A general election is called and in a matter of hours a neutral and unbiased BBC presenter has likened our Prime Minister to Recep Tayyip Erdogan. Governments rise and governments fall, but some things stay just as they always were. It was Eddie Mair on Radio 4’s PM programme who made the comparison, while interviewing the Home Secretary, Amber Rudd. In fairness to Mair, he had been alluding to Theresa May’s apparent wish to create ‘unity’ within Westminster, a truly stupid statement within an address which sometimes made no semantic sense and sounded, to my ears, petulant and arrogant. Then along came the opinion pollsters to tell us exactly what will happen on 8 June — except they declined to be too explicit. Having miscalled Brexit, Trump and Cameron’s victory in 2015, this time they restrained themselves to pointing out that Theresa May has a large lead in the polls, but that polls can ‘sometimes be wrong’.
It was at this moment that I suddenly decided that this snap election was going to be rather good fun, on account of the number of people it might confound. It may be that Theresa May has wonderful personal ratings and her party is miles ahead of the inept and fractious rabble which currently goes under the name Labour, but this may be an election for the counter-intuitive among us. Unexpected things are likely to happen.

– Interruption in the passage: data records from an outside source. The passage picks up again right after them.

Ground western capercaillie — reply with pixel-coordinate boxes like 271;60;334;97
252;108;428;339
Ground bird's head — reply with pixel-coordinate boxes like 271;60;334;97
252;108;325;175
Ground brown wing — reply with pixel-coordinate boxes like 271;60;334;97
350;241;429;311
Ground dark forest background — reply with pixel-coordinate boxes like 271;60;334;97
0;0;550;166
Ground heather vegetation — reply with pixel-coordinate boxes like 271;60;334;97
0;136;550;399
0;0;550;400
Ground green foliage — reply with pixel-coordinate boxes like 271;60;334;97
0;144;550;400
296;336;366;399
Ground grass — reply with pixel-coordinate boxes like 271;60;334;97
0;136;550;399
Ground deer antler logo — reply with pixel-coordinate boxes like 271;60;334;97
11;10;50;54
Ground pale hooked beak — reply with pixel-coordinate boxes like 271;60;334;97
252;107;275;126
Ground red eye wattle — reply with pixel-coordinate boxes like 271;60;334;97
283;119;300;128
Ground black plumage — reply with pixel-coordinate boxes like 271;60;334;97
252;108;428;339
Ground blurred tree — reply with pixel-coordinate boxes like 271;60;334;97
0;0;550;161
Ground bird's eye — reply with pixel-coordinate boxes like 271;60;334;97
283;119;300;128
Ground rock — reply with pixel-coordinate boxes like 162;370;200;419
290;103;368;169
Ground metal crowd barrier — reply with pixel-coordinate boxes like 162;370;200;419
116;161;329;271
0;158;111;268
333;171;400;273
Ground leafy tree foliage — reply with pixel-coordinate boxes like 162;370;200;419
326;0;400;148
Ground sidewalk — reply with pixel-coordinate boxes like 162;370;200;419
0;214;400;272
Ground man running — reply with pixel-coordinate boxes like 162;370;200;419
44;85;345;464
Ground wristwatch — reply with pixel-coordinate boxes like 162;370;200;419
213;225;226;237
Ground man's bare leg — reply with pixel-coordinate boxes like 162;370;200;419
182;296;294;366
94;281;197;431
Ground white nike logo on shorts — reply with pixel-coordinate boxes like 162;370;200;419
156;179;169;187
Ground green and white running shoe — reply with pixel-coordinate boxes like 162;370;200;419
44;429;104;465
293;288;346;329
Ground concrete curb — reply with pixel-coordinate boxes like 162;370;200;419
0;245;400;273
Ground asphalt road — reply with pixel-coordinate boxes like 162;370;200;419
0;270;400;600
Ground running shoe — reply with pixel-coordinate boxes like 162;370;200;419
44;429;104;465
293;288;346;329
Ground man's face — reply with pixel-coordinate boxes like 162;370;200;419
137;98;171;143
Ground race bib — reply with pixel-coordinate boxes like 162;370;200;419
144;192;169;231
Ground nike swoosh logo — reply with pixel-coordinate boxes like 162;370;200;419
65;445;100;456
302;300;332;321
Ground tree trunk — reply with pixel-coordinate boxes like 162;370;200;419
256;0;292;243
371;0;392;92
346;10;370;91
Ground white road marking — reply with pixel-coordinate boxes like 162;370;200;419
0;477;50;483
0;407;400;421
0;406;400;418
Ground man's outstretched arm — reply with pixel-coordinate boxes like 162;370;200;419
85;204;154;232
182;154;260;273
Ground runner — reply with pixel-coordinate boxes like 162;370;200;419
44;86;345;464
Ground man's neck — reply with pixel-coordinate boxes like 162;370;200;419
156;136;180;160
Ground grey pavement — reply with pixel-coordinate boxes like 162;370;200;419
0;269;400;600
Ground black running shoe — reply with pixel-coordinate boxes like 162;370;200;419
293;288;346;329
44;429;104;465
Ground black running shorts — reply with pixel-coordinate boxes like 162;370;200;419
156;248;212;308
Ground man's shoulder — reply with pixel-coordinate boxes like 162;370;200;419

The first is that the Tories will lose a sackful of seats. It may well be that they end up capturing one or two more than they lose, but lose seats they certainly will. There are 26 Conservative seats in Greater London and they are not all in the taxi-driver belt or the stockbroker belt. If this election really is about Brexit and public unanimity on the issue, which is what May seemed to be suggesting, they have about as much hope of retaining Battersea and Hendon (and many others besides) as I do of mounting Michael Heseltine and winning the Grand National.